18 How to Set Thread Pool Size

18 How to set thread pool size #

Hello, I am Liu Chao.

Do you remember in Lesson 16 when I mentioned that setting the thread count of a thread pool too high will lead to intense thread competition? Today, let me add that if the thread count is set too low, the system will also fail to fully utilize computer resources. So how do we set it without affecting system performance?

In fact, there are methods to set the thread pool, it is not determined by simple estimation. Today, let’s take a look at what calculation methods can be reused and what relationships exist between the parameters in the thread pool.

Thread Pool Principle #

Before we start optimizing, let’s take a look at the implementation principle of a thread pool, which will help you better understand the content that follows.

In the thread model of HotSpot VM, Java threads are mapped one-to-one to kernel threads. When Java uses threads to execute programs, a kernel thread needs to be created. When the Java thread is terminated, the corresponding kernel thread will also be recycled. Therefore, the creation and destruction of Java threads will consume certain computer resources, thus increasing the performance overhead of the system.

In addition, creating a large number of threads also brings performance issues to the system, because both memory and CPU resources will be competed for by threads. If not handled properly, problems such as memory overflow and CPU overload may occur.

To solve the above two types of problems, Java provides the concept of a thread pool. For business scenarios where threads are frequently created, the thread pool can create a fixed number of threads, and at the operating system level, lightweight processes will map these threads to the kernel.

The thread pool can improve thread reuse, while fixing the maximum thread usage to prevent unlimited thread creation. When a program submits a task that requires a thread, it will search the thread pool to see if there are idle threads. If there are, it will directly use the threads in the thread pool to do the work. If there are none, it will check whether the number of threads created so far exceeds the maximum number of threads. If it has not exceeded, a new thread will be created. If it has exceeded, it will either wait in line or throw an exception directly.

Executor Thread Pool Framework #

Java originally provided ThreadPool to implement thread pool. In order to better implement user-level thread scheduling and help developers with multi-threaded development, Java provides a framework called Executor.
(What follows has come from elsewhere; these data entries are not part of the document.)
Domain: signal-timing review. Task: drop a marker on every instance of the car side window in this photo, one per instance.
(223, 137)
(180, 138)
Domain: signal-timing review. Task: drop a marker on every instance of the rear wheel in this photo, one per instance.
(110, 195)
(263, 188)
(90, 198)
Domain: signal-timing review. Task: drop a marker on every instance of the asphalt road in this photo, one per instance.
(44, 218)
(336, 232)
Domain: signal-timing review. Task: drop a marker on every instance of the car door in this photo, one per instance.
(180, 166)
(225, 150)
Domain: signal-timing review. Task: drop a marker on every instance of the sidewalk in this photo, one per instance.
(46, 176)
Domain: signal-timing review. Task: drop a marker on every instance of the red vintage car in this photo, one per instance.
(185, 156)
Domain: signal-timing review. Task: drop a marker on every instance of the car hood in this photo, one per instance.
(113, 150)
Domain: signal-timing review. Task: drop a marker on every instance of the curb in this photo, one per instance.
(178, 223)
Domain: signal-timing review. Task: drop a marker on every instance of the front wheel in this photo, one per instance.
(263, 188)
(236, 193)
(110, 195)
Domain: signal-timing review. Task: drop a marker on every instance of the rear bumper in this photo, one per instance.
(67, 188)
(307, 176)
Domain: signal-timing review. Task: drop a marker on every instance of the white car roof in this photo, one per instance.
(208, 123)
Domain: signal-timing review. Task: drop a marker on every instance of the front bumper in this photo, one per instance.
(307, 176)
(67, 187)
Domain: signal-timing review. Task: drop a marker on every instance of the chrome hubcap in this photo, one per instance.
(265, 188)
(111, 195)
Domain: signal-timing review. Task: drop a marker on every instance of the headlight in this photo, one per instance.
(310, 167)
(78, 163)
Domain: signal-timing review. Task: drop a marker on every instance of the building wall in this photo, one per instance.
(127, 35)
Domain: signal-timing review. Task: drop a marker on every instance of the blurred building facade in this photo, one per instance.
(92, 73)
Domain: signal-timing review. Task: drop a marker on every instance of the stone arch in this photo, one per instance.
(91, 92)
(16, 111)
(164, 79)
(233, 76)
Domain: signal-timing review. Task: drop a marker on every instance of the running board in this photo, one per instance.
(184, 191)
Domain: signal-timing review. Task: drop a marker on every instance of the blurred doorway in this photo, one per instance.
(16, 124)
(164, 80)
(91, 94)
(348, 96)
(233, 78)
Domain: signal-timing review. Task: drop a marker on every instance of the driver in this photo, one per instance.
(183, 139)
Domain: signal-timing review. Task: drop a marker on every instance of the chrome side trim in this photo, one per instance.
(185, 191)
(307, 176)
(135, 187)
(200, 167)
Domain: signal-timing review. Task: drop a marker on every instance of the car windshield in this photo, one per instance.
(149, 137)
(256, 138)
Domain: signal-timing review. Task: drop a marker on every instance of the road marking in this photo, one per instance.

This framework includes two core thread pools: ScheduledThreadPoolExecutor and ThreadPoolExecutor. The former is used for executing tasks at scheduled times, while the latter is used for executing submitted tasks. Since the core principles of these two thread pools are the same, let’s focus on how the ThreadPoolExecutor class implements the thread pool.

Executors implements four types of ThreadPoolExecutor using the factory pattern:

img

Executors provides four thread pools implemented using the factory classes. When using them, we need to consider the actual scenarios in the production environment. However, I don’t recommend using them because choosing to use the factory classes provided by Executors will ignore many parameter settings of the thread pool. Once the factory class sets the default parameters, it is easy to cause problems with parameter optimization, resulting in performance issues or resource waste.

Here, I suggest using ThreadPoolExecutor to customize a thread pool. After entering the four factory classes, we can see that all classes except newScheduledThreadPool are implemented using the ThreadPoolExecutor class. You can see how this method is implemented by simply looking at the code below:

    public ThreadPoolExecutor(int corePoolSize, // the number of core threads in the thread pool
                              int maximumPoolSize, // the maximum number of threads in the thread pool
                              long keepAliveTime,  // the maximum time that excess idle threads will wait for new tasks before terminating
                              TimeUnit unit,  // the time unit for the keepAliveTime argument
                              BlockingQueue<Runnable> workQueue,  // the queue to hold the waiting tasks
                              ThreadFactory threadFactory, // the factory to create new threads, usually use the default one
                              RejectedExecutionHandler handler) // the handler to use when the task cannot be accepted by the thread pool

We can also understand the relationship between the parameters in the thread pool through the following figure:

img

From the above figure, we can see that the thread pool has two sets of parameters for the number of threads: the core pool size and the maximum pool size. By default, there are no threads in the thread pool after it is created. Threads are created to execute tasks only when there are tasks.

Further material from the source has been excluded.